Thursday, October 25, 2007

Round trip

Oct 23, 2007

It feels strange to be back. Last year when I went to say my bye byes, The Doc asked me rather bluntly, “You are not going to be back, right?”. I said “No” and believed I was not lying. But here I am, back in the non-ball-scratching belt…exactly one year later. I realize that a lot has changed and the first day is not yet over.

The auto rickshaw man is not sure where ben’s clinic is. I try all the tricks that worked last year “The ‘ben (sister)’ who is on TV” to “the ben who runs the clinic for mothers”. Has her popularity dropped or is it just this driver? The clinic is not packed either. The exterior is still the same – the rubbish heap, the dogs and cows, the sign at the entrance announcing that the clinic does not conduct sex –determining tests and the bigger, flashier (Doc’s) Honda Accord parked outside. The Doc is surprisingly welcoming and waves out a “Hi” through her pink sleeveless dontexactlyknowwhatitwas. The last I remember she was in a rather flashy sari and a big 5 kg gold Sri Krishna (Hindu God) pendant and this new western avatar is intriguing. I wonder if it has anything to do with the Oprah show she is supposedly going to be a part of. We exchange some “Western” pleasantries, setting us apart from the Gujarati speaking nurses and staff and then I am led up to the second floor. The first floor which used to be a hostel for the surrogates has been converted into a high-tech Operation theatre.

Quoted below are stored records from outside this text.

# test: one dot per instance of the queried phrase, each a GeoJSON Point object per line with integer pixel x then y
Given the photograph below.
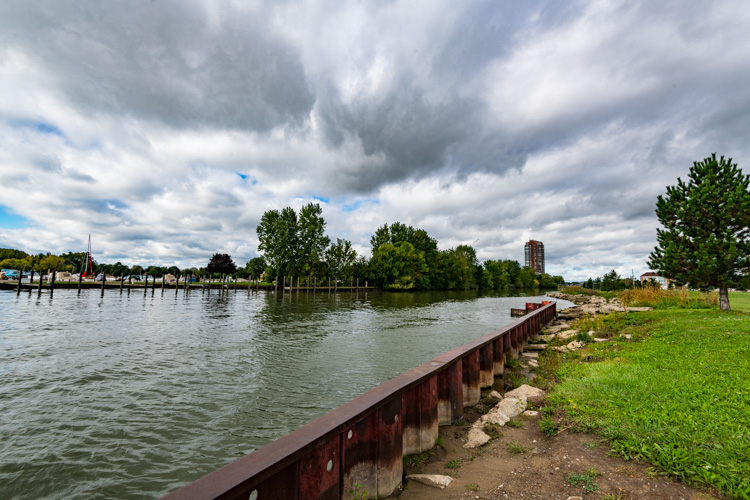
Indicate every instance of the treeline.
{"type": "Point", "coordinates": [403, 257]}
{"type": "Point", "coordinates": [294, 245]}
{"type": "Point", "coordinates": [610, 282]}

The room is lined with 5 beds one next to the other with barely enough space to walk in between. There is nothing else in the room. The earlier single occupancy rooms have been replaced by this dorm-style arrangement. Each of the bed has a pregnant woman resting on it. All of them look up at me curiously. The first bed is occupied by a visibly aging woman. The wrinkles on her face and hands and her red-henna hair make her appear to be more than her claimed age, 42. She is visibly pregnant and tells me it’s her 9th month. Her “party” (the hiring couple), she claims is from America. From my last trip I’ve learnt to take this piece of information with a pinch of salt. According to the surrogates almost everyone is from “America” and is not a Gujarati although very often the records indicate that they are Patels (bonafide Gujaratis) from all parts of the world – often very very far from America (One “non Gujarati, American” party turned out to be a non resident Gujarati from South Africa, for example). *interview details for later.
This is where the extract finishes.